Pronto los representantes de las embajadas, grandes y pequeñas, que no tienen ningún asunto especial que iniciar empiezan a retirarse, y el terreno se prepara para la acción dramática. Ahora uno puede registrar lo que ocurre en el jardín. Hunt está hablando con Varjov, quien a su vez le hace la corte a Dorothy. Al poco tiempo, Zenia da unos pasos y se traslada del Ministerio del Exterior al KGB, es decir, deja a los funcionarios de Gran Bretaña para reunirse con su
Residente
, y ahora ella y Varjov se ríen con ganas de los chistes de Hunt. En otro rincón del jardín, un chico alegre (de Irkutsk, sin duda) flirtea con Sally Porringer, que ya no teme que Sherman le ponga las tetas en un exprimidor, y yo, mareado por el caviar, después de un año de comer carne dos veces al día, y nada insensible al vodka, me dirijo hacia Boris Masarov, siempre con Nancy a mi lado. «Quiero que conozca a mi prometida», le digo con el mejor de los humores posibles, como si la idea siempre hubiera sido mía.

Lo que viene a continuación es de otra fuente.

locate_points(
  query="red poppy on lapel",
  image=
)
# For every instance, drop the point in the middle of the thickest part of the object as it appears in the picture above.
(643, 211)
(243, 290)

Debo confesarte algo, Kittredge. Dada mi educación, hace poco que estoy aprendiendo qué seres maravillosos y misteriosos sois las mujeres. Lo confieso. Nancy Waterston, cuya cara podría competir con la de la hija de un clérigo, angosta, pálida, con los rasgos comprimidos por el deber, un busto pequeño, imposible de detectar a menos que eche los hombros hacia atrás, parecía ahora tan atractiva como si estuviese ante su tarta de bodas. Cuando una mujer parece deslumbrante por un instante, uno contiene el aliento; el universo está lleno de sorpresas. (Lo que equivale a decir, supongo, que el universo está cargado de significación.)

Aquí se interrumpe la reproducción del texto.